Slovenska raziskovalna infrastruktura za jezikovne vire in tehnologije
Common Language Resources and Technology Infrastructure, Slovenia


CLASSLA K Centre workshops

The following workshops, organised by CLASSLA, are presented below:

Workshop on regional markedness in text

On 6 and 7 November 2021, an online workshop dedicated to regional markedness in text took place, organised by the ReLDI centre, University of Zurich, and CLASSLA.

The program of the two-day event included the keynote talk on Computational dialectology by Yves Scherrer from the University of Helsinki, Darja Fišer’s presentation of the student research at the JTDH Language Technologies and Digital Humanities Conference, and two interactive workshops: Interactive workshop on regional variation in text, led by Sara Košutar, Larissa Schmidt, and Leyla Feiner, and Regional variation in gender marking: a hands-on tutorial on extracting data from corpora, led by Mirjana Starović and Tanja Samardžić.

The materials for the workshop on regional variation in gender marking are available here. They provide a gentle introduction to the process of analysing corpora, containing information on:

  • which South Slavic corpora are available on the CLARIN.SI repository, and how to find comparable corpora
  • how to explore corpora through the noSketchEngine and KonText concordancers
  • how to query the corpora using the CQL (Corpus Query Language) syntax
  • how to analyse gender marking in each South Slavic corpus by analysing the number of occurrences of feminine and masculine nouns describing occupations (e. g. the feminine and masculine nouns for the word “director”)
  • how to use the morphosyntactic descriptions (MSDs) to analyse the distribution of verbs with feminine and masculine suffixes (e.g. “mislila” vs. “mislil” for “she/he thought”)
  • and finally, how the results can be interpreted to analyse gender bias in society.

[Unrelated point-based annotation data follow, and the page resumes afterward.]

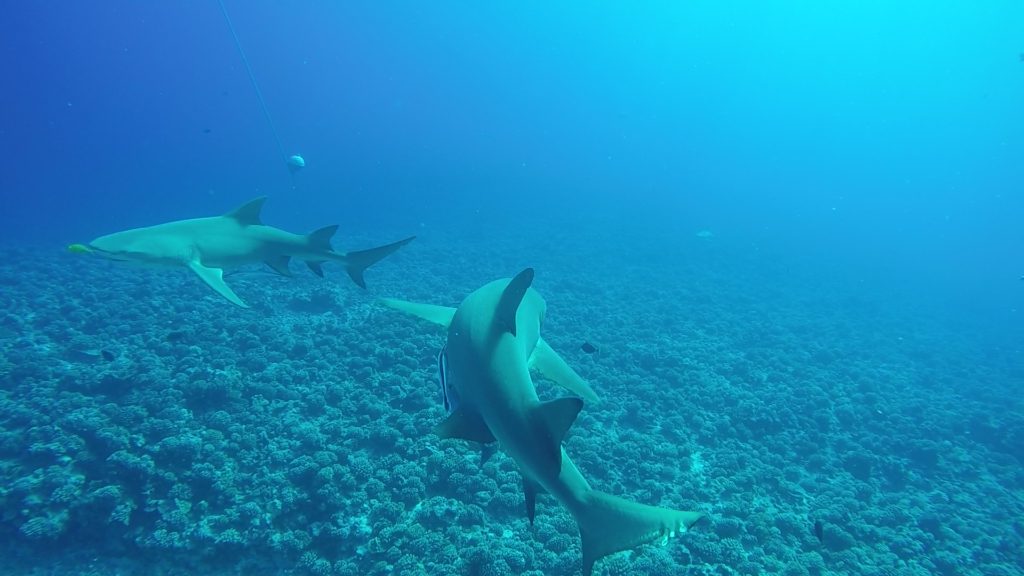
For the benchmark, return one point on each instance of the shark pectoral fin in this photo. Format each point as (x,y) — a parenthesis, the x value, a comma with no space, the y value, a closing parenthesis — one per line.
(438,315)
(316,268)
(280,264)
(547,361)
(214,278)
(530,489)
(556,417)
(248,213)
(508,305)
(464,424)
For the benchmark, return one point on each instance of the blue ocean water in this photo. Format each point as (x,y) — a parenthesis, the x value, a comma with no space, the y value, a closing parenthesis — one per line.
(791,232)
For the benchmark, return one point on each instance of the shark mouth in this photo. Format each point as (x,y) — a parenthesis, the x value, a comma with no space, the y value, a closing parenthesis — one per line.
(449,398)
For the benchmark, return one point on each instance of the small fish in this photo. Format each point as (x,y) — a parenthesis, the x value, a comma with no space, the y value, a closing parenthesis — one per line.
(449,398)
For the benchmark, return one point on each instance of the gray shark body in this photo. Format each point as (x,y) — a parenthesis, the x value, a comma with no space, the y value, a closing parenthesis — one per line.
(494,339)
(208,246)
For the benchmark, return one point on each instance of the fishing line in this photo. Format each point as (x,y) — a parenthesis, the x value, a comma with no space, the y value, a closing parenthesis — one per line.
(294,162)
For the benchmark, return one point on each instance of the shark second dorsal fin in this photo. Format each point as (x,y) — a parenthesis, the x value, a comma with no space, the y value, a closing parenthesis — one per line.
(214,278)
(556,417)
(508,305)
(248,213)
(547,361)
(465,424)
(431,313)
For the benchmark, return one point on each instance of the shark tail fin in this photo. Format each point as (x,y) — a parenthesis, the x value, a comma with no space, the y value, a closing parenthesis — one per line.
(508,305)
(248,213)
(609,524)
(356,262)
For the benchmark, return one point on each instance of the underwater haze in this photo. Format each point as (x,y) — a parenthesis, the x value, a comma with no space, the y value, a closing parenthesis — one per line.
(783,242)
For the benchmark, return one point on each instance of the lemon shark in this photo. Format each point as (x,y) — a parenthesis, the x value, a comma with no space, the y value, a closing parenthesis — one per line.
(494,339)
(209,245)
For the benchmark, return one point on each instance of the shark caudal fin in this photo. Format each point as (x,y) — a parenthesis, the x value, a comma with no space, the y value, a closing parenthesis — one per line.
(609,524)
(356,262)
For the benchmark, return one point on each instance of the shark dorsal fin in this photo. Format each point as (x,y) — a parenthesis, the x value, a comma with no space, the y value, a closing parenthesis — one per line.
(465,424)
(508,305)
(556,417)
(248,213)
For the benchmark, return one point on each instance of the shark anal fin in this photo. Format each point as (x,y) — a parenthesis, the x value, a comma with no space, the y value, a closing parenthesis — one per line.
(465,424)
(248,213)
(530,489)
(214,278)
(547,361)
(556,417)
(508,305)
(316,268)
(357,262)
(438,315)
(280,264)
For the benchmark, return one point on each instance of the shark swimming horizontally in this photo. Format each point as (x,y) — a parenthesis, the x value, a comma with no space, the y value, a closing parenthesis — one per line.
(494,338)
(207,246)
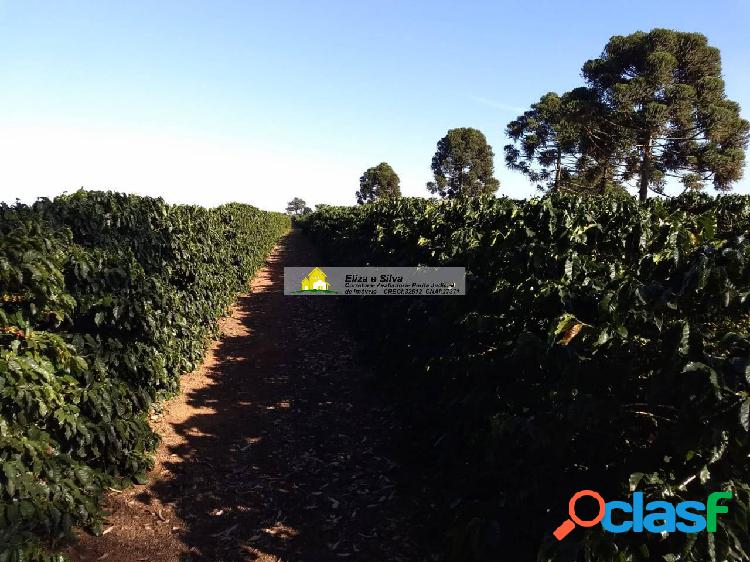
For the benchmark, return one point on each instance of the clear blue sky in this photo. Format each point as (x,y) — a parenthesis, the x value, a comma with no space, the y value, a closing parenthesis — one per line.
(260,101)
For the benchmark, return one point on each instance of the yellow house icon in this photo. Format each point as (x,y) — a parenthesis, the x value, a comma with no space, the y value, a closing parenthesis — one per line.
(315,281)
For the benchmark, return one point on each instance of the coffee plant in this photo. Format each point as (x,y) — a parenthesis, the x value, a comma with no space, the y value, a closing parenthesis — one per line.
(105,299)
(603,344)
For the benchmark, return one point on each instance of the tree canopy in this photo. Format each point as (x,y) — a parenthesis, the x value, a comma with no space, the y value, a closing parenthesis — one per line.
(297,206)
(653,108)
(378,182)
(463,165)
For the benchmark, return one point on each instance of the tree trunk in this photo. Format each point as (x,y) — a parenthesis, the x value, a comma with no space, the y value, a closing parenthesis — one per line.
(645,170)
(603,179)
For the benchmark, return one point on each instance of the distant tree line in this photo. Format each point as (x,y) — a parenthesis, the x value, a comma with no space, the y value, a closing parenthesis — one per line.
(652,111)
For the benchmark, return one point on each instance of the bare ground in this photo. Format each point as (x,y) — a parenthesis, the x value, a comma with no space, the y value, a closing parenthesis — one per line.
(277,449)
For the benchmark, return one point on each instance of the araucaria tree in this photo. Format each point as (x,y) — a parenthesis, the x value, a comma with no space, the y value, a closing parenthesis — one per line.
(545,143)
(378,182)
(666,104)
(297,206)
(653,110)
(463,165)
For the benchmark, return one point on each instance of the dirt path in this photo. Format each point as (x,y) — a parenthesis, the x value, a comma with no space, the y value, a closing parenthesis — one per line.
(276,450)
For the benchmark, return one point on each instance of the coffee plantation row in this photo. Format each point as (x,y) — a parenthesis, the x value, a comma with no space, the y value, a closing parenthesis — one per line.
(105,299)
(603,344)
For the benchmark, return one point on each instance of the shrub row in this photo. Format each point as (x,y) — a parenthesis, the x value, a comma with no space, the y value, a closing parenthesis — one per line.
(602,345)
(105,299)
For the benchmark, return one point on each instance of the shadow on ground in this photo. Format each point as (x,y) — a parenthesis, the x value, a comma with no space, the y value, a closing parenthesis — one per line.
(287,454)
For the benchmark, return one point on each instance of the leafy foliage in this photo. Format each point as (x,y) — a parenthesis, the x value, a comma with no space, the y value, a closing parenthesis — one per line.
(463,165)
(666,101)
(602,345)
(378,182)
(298,207)
(105,299)
(653,110)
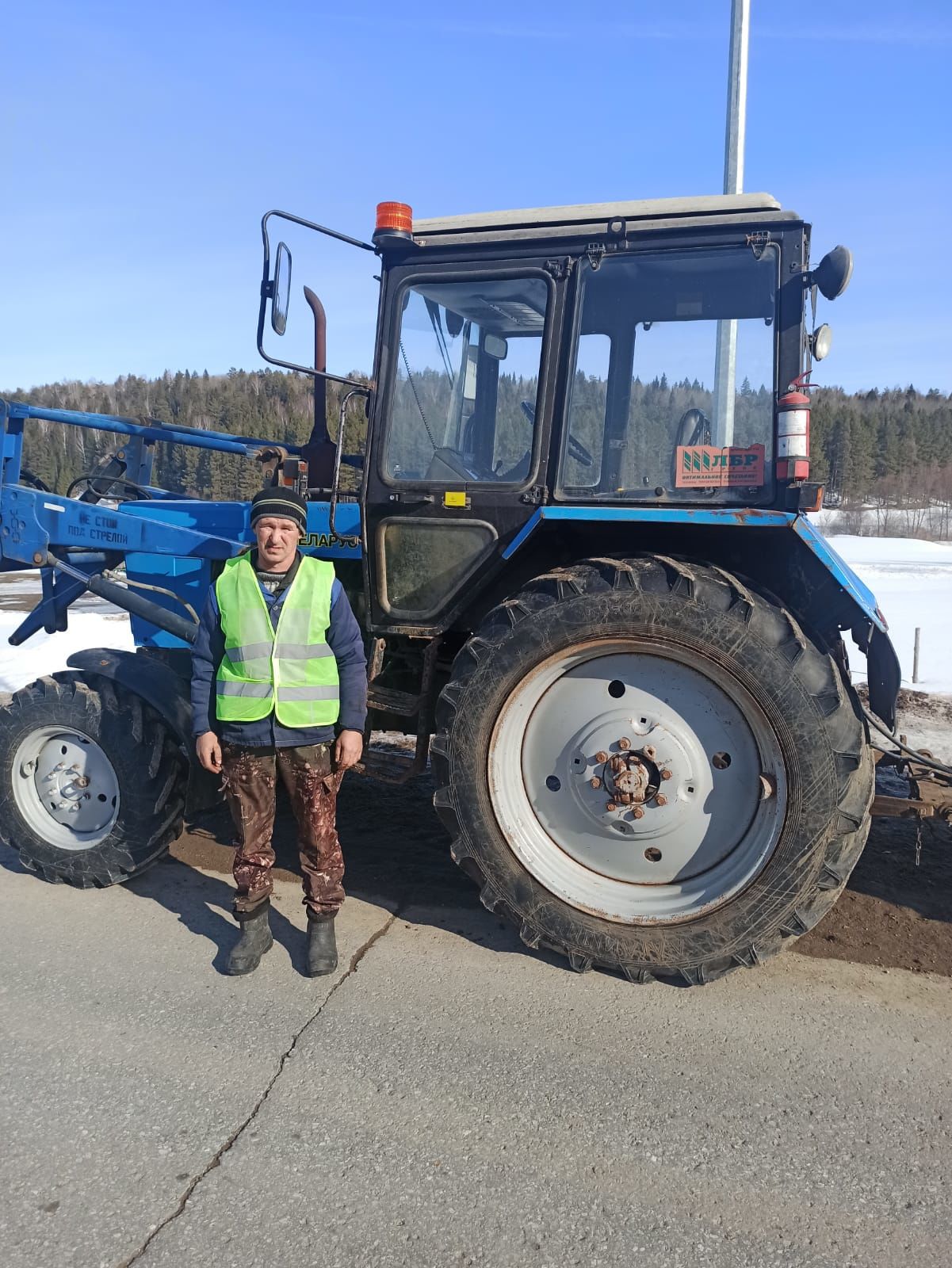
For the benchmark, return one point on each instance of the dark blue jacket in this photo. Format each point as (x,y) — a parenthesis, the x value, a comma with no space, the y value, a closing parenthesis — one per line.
(345,640)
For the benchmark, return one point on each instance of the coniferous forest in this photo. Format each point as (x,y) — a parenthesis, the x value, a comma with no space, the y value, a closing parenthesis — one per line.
(884,449)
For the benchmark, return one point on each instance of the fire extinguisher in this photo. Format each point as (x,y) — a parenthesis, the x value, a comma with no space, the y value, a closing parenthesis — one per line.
(793,431)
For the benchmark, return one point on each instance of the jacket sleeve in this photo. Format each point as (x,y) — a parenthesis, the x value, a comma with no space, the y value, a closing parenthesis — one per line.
(346,642)
(207,655)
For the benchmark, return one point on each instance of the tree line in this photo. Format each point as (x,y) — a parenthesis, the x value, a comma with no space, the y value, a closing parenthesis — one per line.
(882,448)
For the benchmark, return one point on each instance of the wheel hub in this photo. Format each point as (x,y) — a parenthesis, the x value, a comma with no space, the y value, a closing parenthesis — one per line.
(66,788)
(638,781)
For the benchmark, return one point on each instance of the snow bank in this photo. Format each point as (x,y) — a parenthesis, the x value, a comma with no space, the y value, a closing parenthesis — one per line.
(912,581)
(46,653)
(913,585)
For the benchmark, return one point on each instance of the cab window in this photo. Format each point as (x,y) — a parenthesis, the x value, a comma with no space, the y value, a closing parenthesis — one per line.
(465,393)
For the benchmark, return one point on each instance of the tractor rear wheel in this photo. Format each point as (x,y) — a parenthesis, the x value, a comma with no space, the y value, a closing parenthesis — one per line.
(91,781)
(653,769)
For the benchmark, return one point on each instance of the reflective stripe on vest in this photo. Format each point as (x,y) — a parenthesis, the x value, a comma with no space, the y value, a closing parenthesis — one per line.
(289,670)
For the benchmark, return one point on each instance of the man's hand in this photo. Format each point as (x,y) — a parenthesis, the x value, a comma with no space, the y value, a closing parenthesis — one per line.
(347,750)
(209,752)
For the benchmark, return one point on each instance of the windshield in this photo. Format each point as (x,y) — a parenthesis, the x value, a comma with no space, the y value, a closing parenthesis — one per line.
(654,410)
(465,399)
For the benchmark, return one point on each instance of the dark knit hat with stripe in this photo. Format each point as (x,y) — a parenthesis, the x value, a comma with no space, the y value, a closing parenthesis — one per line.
(281,502)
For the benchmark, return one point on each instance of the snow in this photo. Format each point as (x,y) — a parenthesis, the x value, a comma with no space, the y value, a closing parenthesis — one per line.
(913,585)
(46,653)
(912,581)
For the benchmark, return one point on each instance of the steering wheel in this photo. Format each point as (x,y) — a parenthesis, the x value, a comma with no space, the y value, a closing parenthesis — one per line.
(694,429)
(575,449)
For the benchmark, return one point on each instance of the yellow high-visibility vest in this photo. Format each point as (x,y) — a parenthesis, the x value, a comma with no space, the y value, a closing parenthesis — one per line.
(289,670)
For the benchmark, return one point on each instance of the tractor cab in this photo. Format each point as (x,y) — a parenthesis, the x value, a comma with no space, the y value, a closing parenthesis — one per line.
(635,359)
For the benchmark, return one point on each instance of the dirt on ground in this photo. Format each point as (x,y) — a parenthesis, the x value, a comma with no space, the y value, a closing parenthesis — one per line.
(897,911)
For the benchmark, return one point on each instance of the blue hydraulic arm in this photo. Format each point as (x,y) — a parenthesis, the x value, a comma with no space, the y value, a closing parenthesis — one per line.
(72,540)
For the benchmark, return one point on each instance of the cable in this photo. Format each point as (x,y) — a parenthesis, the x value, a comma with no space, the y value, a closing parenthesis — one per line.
(920,758)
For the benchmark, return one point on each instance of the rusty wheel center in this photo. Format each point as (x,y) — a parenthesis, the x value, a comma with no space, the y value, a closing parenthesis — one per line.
(632,777)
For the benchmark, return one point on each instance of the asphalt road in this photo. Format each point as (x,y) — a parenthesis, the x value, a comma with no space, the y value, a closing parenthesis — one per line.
(448,1098)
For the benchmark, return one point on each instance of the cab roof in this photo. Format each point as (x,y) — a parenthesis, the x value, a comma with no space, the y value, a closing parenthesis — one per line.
(598,217)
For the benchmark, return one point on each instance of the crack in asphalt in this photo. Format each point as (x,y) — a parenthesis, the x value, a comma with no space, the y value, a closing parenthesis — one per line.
(217,1158)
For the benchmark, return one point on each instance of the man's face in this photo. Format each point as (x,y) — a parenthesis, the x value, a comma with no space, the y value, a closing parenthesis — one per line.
(277,542)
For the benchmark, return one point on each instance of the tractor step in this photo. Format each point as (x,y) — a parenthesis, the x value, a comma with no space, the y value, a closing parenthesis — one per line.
(403,704)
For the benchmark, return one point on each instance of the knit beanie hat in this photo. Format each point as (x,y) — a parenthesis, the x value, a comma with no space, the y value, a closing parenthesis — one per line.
(281,502)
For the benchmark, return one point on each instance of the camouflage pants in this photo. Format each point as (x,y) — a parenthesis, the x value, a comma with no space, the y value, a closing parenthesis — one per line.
(250,789)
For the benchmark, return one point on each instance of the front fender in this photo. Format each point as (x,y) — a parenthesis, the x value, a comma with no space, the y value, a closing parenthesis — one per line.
(167,694)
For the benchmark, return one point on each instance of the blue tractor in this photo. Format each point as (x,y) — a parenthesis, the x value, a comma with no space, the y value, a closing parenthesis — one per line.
(577,538)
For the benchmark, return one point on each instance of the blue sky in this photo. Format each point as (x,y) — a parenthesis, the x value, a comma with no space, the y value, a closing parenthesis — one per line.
(141,145)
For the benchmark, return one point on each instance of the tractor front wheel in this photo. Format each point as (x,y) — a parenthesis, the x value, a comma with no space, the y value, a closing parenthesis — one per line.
(651,767)
(91,781)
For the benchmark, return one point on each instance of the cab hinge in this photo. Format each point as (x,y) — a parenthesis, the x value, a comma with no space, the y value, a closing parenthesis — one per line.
(560,269)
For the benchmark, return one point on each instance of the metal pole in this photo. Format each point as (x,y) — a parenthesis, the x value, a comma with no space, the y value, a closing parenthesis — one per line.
(725,359)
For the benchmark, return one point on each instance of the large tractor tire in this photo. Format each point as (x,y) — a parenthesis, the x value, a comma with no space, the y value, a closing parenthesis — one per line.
(91,781)
(649,767)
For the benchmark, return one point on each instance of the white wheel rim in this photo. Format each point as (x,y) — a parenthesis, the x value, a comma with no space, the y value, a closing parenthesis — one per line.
(681,843)
(65,788)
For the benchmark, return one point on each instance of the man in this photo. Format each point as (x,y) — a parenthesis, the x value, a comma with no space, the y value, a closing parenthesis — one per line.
(279,688)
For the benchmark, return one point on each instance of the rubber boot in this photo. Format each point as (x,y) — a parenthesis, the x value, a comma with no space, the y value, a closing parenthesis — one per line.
(322,946)
(254,941)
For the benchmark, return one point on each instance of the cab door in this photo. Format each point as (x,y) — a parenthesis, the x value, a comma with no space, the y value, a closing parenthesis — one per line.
(461,434)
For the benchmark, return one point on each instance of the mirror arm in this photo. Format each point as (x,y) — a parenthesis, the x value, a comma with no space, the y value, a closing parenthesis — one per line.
(268,292)
(319,434)
(338,452)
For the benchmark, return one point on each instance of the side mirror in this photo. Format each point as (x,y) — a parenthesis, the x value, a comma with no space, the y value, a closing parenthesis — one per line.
(833,273)
(281,289)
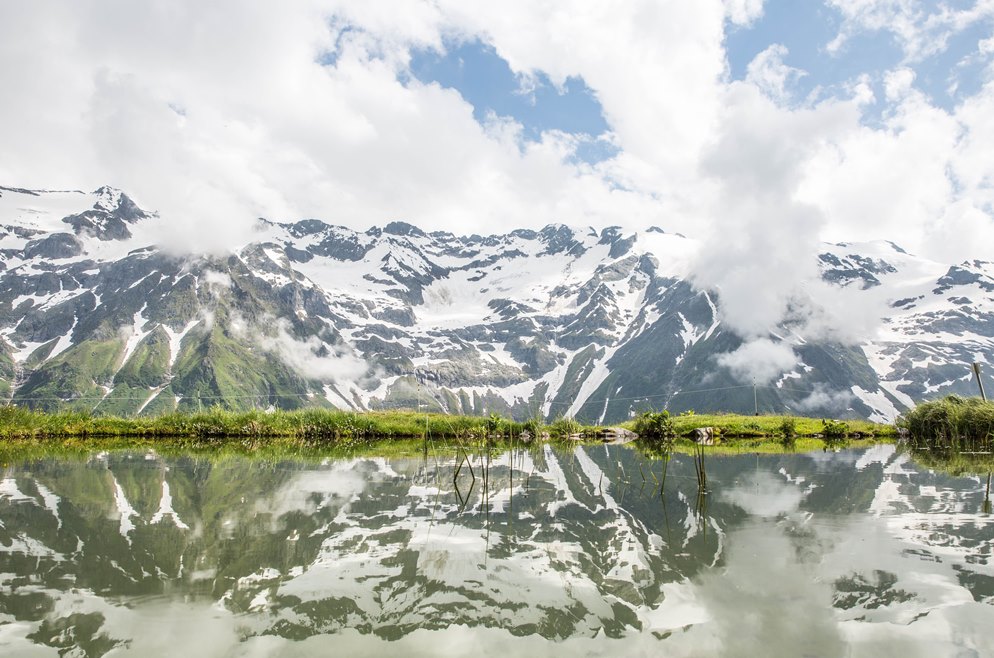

Some excerpts of the document are presented below:

First CLASSLA K Centre workshop

The first CLASSLA K Centre workshop was supposed to be held from May 6 to May 8 2020 in Ljubljana, but due to the COVID-19 crisis, the face2face workshop had to be postponed. However, in the process of selecting participants a very nice crowd came together, so we decided to host an online Zoom session on May 6, the day we should have all met in Ljubljana.

The session took two hours, and in the first hour all the participants briefly presented themselves. In the second hour of the session, a short discussion on the future steps for the workshop and the knowledge centre were discussed, kick-started with the results on the survey taken by the participants before the online session. Also, the ReLDI centre for linguistic data was presented as well as the current CLARIN ERIC funding opportunities.

This discussion revealed the following priorities: (1) connecting web services with concordancers is a very sought feature, so that researchers could easily process and publish their textual raw data, (2) the Knowledge centre might need a form for reporting use cases on its resources (a draft of such a form has been made available here), and (3) the participants are very interested in holding group discussions on specific topics, which will be organised in the weeks to come.

The whole online session seemed to be a very pleasant experience for the 42 participants and we have the Zoom photos of the participants below to prove that!

We are still looking forward to the face2face workshop which we hope will take place during the next year.